Fotocrónicas (CXLVI)
Quien busque una naturaleza singular y privilegiada en este extremo meridional de Portugal, le ha de encantar el Algarve, sin duda. Todo su litoral Sur, desde el cabo de San Vicente (esa barbilla soberbia y desolada que apuñala sin piedad el Océano Atlántico) hasta la frontera con España (allí donde el anchuroso y maternal río Guadiana entrega sus aguas al mar) es un rosario continuo de acantilados, calas, cuevas, islotes, marismas, playas y pueblos blancos de aire andaluz.
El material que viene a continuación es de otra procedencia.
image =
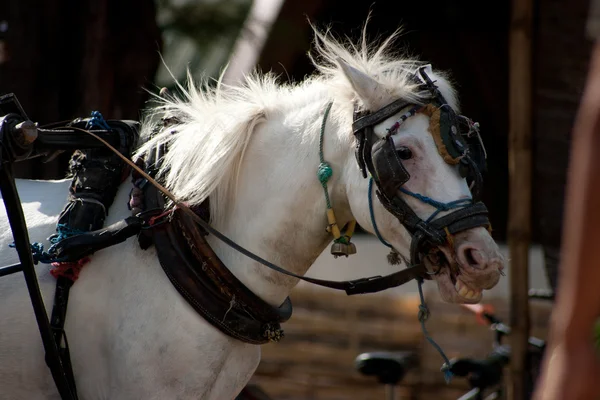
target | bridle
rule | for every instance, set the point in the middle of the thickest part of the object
(378, 158)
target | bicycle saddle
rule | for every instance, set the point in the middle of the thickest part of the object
(388, 367)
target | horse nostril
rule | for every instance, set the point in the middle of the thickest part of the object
(472, 257)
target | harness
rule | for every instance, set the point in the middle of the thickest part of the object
(379, 158)
(179, 232)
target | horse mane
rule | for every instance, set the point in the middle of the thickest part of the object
(216, 122)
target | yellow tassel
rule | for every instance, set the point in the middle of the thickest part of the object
(350, 229)
(332, 227)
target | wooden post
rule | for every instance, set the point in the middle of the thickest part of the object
(519, 161)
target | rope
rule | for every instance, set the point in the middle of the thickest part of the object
(423, 315)
(324, 171)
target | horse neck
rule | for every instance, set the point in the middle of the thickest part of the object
(279, 211)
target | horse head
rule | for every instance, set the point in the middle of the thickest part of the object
(424, 162)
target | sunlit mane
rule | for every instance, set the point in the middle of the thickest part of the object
(216, 122)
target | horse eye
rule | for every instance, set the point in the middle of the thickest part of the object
(404, 153)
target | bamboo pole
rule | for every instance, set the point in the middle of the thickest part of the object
(519, 220)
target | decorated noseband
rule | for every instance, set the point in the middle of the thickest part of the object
(458, 142)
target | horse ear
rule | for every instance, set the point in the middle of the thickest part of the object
(366, 88)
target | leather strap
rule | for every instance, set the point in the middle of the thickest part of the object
(379, 115)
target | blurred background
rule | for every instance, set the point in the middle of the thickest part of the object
(65, 58)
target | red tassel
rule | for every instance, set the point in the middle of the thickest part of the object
(69, 270)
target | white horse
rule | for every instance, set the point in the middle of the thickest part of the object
(253, 150)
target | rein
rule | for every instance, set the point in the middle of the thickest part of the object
(351, 287)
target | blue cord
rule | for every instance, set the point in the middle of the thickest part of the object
(423, 315)
(97, 121)
(423, 309)
(39, 255)
(373, 216)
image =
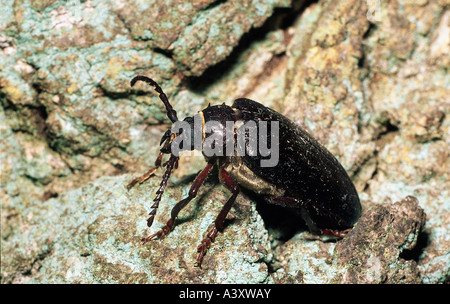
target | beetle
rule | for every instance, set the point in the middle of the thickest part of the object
(306, 178)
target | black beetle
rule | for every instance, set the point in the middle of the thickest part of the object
(306, 177)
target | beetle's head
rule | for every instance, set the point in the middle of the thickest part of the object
(169, 136)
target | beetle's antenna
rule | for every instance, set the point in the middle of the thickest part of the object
(170, 164)
(171, 113)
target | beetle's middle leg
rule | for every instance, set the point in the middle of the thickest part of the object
(228, 181)
(181, 204)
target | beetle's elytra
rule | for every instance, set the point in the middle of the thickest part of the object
(306, 177)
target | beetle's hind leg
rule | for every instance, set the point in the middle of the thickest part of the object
(228, 181)
(181, 204)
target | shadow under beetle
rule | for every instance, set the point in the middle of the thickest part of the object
(307, 178)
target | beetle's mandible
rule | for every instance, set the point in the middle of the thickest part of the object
(306, 178)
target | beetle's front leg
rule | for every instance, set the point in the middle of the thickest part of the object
(147, 175)
(228, 181)
(181, 204)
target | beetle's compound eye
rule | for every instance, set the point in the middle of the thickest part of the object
(166, 136)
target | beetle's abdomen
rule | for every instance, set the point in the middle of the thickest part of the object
(306, 170)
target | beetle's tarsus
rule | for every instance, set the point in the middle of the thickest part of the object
(142, 178)
(336, 233)
(205, 244)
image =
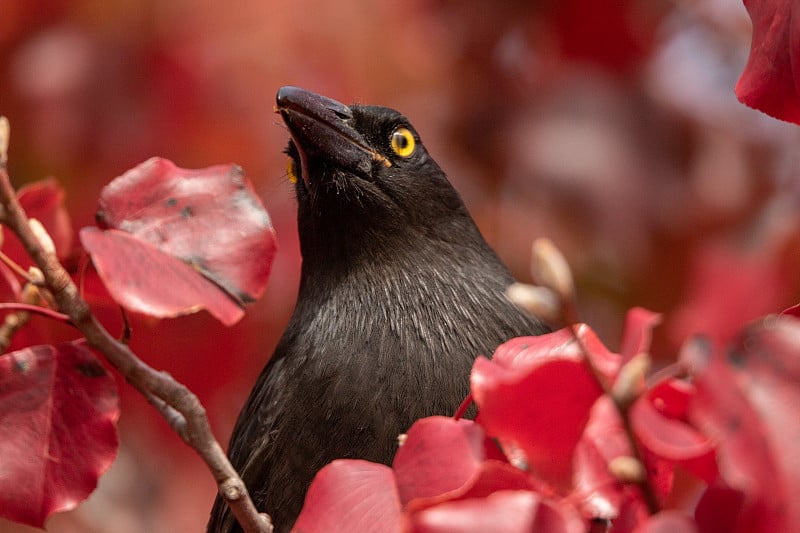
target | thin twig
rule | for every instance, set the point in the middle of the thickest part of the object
(18, 270)
(151, 383)
(37, 309)
(648, 492)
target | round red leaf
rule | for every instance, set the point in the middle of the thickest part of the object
(211, 219)
(351, 496)
(141, 278)
(58, 414)
(507, 511)
(439, 455)
(535, 397)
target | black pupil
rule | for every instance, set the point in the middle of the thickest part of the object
(400, 140)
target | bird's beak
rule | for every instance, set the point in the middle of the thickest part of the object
(320, 127)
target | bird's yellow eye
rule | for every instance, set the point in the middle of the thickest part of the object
(290, 170)
(403, 142)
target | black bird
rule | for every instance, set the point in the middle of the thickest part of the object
(398, 294)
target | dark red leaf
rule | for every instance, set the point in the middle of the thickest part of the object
(439, 455)
(209, 219)
(58, 414)
(721, 510)
(535, 397)
(508, 511)
(748, 405)
(143, 279)
(771, 79)
(351, 496)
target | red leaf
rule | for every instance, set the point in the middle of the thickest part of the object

Caminar perimetrando la costa, subiendo y bajando las barranqueras, es una tarea ardua. Navegarla por mar a bordo de embarcaciones de todo tipo de pelaje, resulta, sin embargo, una experiencia lúdica que emociona. Mar adentro, es cuando a uno se le estremece el alma observando cómo la fuerza de las mareas crea arte a la par que destruye las paredes de piedra.
Al atardecer, el cielo se ha tornado tormentoso y el sol logra abrirse paso desde el Oeste pintando con brillos dramáticos una escena que parece infundir calma y belleza. En Carvoeiro, uno de los pueblos más hermosos de la región, el autor de la imagen se embelesa, los dedos se le hacen agua y los ojos se le llenan de asombro con las luces de plata y prusia del Algarve.